From feedback ART receives, the teachers who have agreed to cater for this request have often found that offering an "introduction to bell ringing" day can be a very good way of recruiting a new ringer, either for their own tower or somewhere else nearby in the local area.

Over recent years, ART has received quite a few enquiries from people asking whether it’s possible to buy a "Church bell ringing experience" day package for a friend or family member. Just before Christmas and Valentine’s day, ART receives a flurry of these enquiries. We have even been approached for a corporate team building day where everyone tries their hand at church bell ringing.

Some teachers have expressed concern that this is not something we should encourage as the person isn’t seriously looking for ringing lessons, otherwise they would have just approached their local tower. However, most of us have a bucket list of things that we’ve always wanted to try, but we just don’t make the time for ourselves amid a busy schedule … but if a close friend arranged a gift of a whole day doing that activity, we’d be delighted!

A successful experience

  • The person requesting the ‘experience day’ for their friend usually expects to pay or make a good donation to the Church or Bell Fund.
  • A positive experience in the tower can help someone achieve a long held ambition to ring a Church bell, and once they’ve been given a warm welcome to ringing, they very often get the bug and want to keep at it.
  • If teachers enrol them on the Learning the Ropes programme and start ticking off bell handling achievements in the blue progress books, the ringer is likely to feel motivated to keep coming back to complete their Level 1.
  • They sometimes bring another friend with them to watch (usually the person who contacted ART in the first place) and they end up having a go too.
  • Even if the person doesn’t take up ringing as a long term hobby, they and their friend will both leave with a positive impression, better informed, and happy!

Some amazing PR

Here’s an email from one happy lady who had a recent bell ringing experience day. At the end of a day ringing on the simulator she received a certificate of attendance as a souvenir.

I would like to personally thank you for your time, kindness, help and support last Friday. I was extremely excited to ring the bell (which I am sure you noticed) and you helped me achieve a life long dream which I will never forget. My words can honestly not express enough how grateful I am to you. I hope we cross paths again one day. Thank you again for such an amazing time.

I wanted to ask whether it would be possible to give my husband a short introductory lesson in bell ringing.

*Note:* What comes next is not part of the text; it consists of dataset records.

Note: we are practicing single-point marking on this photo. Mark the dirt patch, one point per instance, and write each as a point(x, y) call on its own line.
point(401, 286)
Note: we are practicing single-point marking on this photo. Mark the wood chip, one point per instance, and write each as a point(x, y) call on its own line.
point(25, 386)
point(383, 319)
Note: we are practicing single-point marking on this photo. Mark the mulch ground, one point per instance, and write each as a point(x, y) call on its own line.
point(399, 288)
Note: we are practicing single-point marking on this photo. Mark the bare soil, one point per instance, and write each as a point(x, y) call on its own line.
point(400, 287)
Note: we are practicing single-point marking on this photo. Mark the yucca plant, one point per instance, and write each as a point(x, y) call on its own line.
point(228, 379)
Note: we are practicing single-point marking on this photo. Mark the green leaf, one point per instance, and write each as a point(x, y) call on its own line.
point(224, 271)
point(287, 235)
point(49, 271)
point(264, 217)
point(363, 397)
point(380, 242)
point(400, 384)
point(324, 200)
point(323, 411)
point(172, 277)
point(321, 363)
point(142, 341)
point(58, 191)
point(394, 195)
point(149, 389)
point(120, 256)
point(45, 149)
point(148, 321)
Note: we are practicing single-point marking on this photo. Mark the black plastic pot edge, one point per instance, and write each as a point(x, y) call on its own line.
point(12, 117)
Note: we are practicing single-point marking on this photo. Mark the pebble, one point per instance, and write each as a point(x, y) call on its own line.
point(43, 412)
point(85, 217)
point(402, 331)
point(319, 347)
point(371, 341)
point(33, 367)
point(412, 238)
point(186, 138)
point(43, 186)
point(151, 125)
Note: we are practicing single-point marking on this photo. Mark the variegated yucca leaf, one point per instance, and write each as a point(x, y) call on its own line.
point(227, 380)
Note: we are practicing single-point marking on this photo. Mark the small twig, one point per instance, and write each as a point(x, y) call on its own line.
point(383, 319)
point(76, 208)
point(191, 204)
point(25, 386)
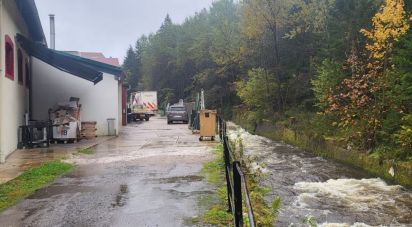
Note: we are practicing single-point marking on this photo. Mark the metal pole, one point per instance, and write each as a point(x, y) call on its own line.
point(227, 167)
point(52, 32)
point(237, 185)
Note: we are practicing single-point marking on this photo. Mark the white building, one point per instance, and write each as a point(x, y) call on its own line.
point(99, 102)
point(15, 68)
point(33, 78)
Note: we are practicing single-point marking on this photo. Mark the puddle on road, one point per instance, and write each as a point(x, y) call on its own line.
point(181, 194)
point(180, 179)
point(54, 190)
point(121, 196)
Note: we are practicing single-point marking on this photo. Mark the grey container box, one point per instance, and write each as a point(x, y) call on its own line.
point(111, 126)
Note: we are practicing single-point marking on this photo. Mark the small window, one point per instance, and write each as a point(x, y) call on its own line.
point(20, 66)
point(28, 76)
point(9, 58)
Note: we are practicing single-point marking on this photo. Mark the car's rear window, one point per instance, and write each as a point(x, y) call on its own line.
point(178, 108)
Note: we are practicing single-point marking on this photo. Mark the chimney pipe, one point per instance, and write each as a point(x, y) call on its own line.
point(52, 32)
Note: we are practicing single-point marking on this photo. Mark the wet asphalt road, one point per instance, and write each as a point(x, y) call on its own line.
point(148, 176)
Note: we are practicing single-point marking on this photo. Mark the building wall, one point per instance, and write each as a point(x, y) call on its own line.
point(13, 96)
point(99, 102)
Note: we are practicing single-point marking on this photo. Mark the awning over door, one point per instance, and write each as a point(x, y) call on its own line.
point(60, 61)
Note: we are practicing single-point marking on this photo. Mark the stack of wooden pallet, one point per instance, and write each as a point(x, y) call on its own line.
point(88, 129)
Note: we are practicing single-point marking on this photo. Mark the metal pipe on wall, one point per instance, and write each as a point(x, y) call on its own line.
point(52, 32)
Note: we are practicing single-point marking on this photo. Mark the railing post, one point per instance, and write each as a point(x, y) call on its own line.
point(220, 128)
point(237, 185)
point(226, 158)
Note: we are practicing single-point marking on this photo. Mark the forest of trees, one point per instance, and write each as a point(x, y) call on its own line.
point(341, 67)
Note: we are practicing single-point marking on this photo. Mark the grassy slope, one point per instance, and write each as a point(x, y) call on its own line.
point(27, 183)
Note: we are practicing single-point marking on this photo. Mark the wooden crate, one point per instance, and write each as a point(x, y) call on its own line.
point(88, 130)
point(208, 123)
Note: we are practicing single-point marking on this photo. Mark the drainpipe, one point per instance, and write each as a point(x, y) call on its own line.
point(52, 32)
point(2, 158)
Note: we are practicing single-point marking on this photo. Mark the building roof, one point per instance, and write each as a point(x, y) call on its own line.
point(96, 56)
point(95, 63)
point(91, 55)
point(28, 11)
point(62, 61)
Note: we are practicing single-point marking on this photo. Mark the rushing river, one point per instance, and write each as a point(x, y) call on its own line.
point(332, 193)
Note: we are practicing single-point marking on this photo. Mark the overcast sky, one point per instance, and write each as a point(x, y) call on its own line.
point(109, 26)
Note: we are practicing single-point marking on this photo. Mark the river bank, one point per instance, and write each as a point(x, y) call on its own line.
point(321, 190)
point(332, 149)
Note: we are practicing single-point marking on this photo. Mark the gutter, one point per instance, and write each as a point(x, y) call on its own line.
point(2, 159)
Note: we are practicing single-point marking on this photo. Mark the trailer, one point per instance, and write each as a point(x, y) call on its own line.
point(143, 105)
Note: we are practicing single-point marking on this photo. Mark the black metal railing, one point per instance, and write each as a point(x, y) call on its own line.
point(235, 181)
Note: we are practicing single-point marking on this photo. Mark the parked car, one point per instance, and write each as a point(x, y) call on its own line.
point(177, 113)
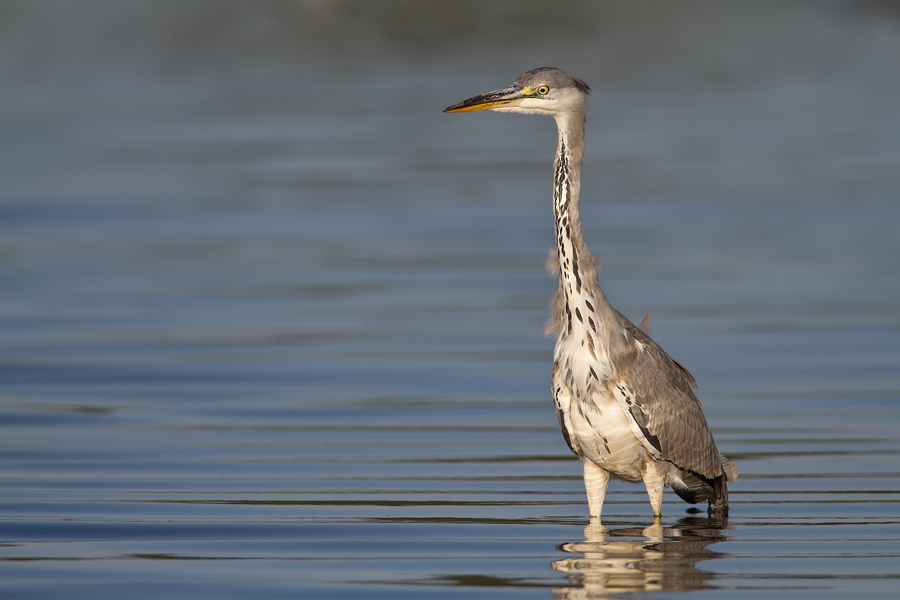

He’s a professional musician and loves bells and I thought it might be a nice idea to give him an experience of ringing for himself for his birthday. Is this something you could do?


A Surprise Present

On responding, I found that Rebecca was hoping this could be a surprise. What should we say? Well in North Staffs our reaction to such things tends to be “Good, a chance to recruit”. We’ve had some experience of towers offering lessons in promises auctions and thought we should give this a try. The nearest tower was Stone, where David Simpson is Tower Captain. We agreed that David would offer a lesson in return for a donation to the bell fund. David got in touch and within not many weeks, Alex had received his surprise, done his sample lesson and taken up ringing.